Но если столкновение противоположных чувств вытекает из существа жизненных реалий, тогда эффект искусства оказывается не столь эфемерным: он побуждает просматривать жизненные явления в глубину, в их действительной сложности. Не довольствуясь возвышающим обманом – искать истину. Отсюда и потребность соучастия в художественном произведении, его обновленного понимания в свете обновленного опыта.
Строго говоря, никакой художник ничего не берет «как готовое» (за исключением документальных жанров, которые, кстати, совсем не вмещаются в концепцию Выготского). «Материал» расплывается в бесконечности; материал – вся жизнь. А жизнь сложнее искусства, но и гораздо аморфнее. Искусство неизбежно спрямляет ее извилистые ходы, избирательно выделяет некоторые из ее многочисленных потенций, ограничивает визуальную картину мира избранной системой видения – живописной, графической, монохромной и пр.

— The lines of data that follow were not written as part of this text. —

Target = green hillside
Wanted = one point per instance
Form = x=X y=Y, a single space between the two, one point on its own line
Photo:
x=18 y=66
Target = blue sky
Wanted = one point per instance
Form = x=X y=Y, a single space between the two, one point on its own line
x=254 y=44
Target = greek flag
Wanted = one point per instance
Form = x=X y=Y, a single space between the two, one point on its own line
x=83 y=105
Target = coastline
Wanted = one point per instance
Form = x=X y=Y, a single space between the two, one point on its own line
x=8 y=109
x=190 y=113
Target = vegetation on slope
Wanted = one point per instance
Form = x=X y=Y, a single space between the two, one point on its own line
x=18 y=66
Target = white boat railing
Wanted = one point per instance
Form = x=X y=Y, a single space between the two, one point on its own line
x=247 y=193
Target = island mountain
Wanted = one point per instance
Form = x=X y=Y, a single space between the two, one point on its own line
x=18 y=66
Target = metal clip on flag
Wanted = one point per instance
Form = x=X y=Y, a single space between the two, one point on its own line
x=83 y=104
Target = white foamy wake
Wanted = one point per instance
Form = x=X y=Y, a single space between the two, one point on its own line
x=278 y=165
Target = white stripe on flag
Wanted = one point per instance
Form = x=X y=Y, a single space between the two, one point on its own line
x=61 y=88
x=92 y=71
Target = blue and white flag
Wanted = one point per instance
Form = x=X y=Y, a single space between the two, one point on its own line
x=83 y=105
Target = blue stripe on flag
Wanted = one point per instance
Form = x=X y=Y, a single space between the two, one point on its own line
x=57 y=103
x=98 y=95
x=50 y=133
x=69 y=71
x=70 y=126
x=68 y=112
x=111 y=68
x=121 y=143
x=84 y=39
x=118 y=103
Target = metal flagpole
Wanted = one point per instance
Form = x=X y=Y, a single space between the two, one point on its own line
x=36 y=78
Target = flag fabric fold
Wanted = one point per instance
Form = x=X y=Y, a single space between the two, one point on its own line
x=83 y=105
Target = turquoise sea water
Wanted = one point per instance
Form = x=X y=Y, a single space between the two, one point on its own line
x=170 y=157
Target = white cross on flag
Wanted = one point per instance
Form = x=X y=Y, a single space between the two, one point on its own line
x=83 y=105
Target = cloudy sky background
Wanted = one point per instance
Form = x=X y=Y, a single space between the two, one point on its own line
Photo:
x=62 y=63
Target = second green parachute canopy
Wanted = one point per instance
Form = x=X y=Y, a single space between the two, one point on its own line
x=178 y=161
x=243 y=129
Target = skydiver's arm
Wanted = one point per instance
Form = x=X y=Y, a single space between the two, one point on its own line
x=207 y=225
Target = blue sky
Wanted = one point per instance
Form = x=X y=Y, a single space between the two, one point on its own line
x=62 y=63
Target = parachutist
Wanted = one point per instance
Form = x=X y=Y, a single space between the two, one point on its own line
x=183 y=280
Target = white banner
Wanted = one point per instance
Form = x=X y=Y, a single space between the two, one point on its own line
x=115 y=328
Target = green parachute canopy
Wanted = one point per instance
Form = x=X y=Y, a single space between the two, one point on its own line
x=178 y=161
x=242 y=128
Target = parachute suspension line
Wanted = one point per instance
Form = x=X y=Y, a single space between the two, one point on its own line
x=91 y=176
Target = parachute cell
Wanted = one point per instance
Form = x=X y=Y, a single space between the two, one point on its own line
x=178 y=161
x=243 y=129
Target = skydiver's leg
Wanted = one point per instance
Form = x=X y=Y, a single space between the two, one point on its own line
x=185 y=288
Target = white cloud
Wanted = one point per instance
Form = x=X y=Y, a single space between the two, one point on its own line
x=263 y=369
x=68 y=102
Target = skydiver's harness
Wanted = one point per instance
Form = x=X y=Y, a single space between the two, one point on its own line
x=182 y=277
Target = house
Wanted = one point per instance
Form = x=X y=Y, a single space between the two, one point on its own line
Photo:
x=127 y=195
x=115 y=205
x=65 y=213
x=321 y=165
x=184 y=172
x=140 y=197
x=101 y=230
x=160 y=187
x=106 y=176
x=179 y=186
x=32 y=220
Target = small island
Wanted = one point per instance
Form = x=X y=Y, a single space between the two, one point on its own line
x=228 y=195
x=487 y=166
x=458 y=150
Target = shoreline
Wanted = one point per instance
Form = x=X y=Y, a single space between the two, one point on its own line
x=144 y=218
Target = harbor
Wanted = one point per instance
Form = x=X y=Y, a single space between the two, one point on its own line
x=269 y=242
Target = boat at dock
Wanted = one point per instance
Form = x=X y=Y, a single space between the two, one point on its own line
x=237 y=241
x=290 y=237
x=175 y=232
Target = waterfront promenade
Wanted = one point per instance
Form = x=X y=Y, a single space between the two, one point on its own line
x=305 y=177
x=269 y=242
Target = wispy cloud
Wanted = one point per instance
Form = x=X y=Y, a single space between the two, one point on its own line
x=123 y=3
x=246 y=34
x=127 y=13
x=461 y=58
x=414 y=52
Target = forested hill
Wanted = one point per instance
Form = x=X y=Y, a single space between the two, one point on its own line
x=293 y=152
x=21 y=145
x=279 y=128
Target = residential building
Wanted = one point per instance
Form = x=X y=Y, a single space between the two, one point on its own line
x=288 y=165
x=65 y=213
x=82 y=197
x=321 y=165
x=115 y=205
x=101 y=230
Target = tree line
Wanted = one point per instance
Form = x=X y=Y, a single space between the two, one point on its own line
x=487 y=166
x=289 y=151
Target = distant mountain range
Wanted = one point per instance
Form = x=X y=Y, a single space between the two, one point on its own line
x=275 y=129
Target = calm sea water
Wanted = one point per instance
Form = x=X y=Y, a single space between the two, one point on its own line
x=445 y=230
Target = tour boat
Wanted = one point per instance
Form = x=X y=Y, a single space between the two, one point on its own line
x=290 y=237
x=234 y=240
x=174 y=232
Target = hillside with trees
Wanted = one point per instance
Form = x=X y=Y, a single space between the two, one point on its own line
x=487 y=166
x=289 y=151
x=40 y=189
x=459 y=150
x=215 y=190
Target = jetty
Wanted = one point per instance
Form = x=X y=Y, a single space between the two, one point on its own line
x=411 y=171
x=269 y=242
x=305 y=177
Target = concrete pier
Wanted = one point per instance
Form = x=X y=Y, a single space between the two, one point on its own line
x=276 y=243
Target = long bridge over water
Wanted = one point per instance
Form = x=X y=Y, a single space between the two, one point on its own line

Неупорядоченную стихию жизни оно кристаллизует. Если бы история Оли Мещерской произошла в действительности, она обладала бы смыслом не менее противоречивым, чем в рассказе Бунина, но более сумбурным и запутанным, зависящим от множества привходящих обстоятельств, а также взглядов, оценок, отношений со стороны ее участников и наблюдателей. Противоположные ряды чувств, возбуждаемых новеллой Бунина, есть образ самопротиворечивости самой жизни, но образ емкий и сжатый; неуловимое «броуновское движение» жизненных процессов сконцентрировано в некой кристальной двуединой формуле. Великое искусство формирует жизненный материал с наибольшей энергией сжатия и одновременно с наименьшим его упрощением.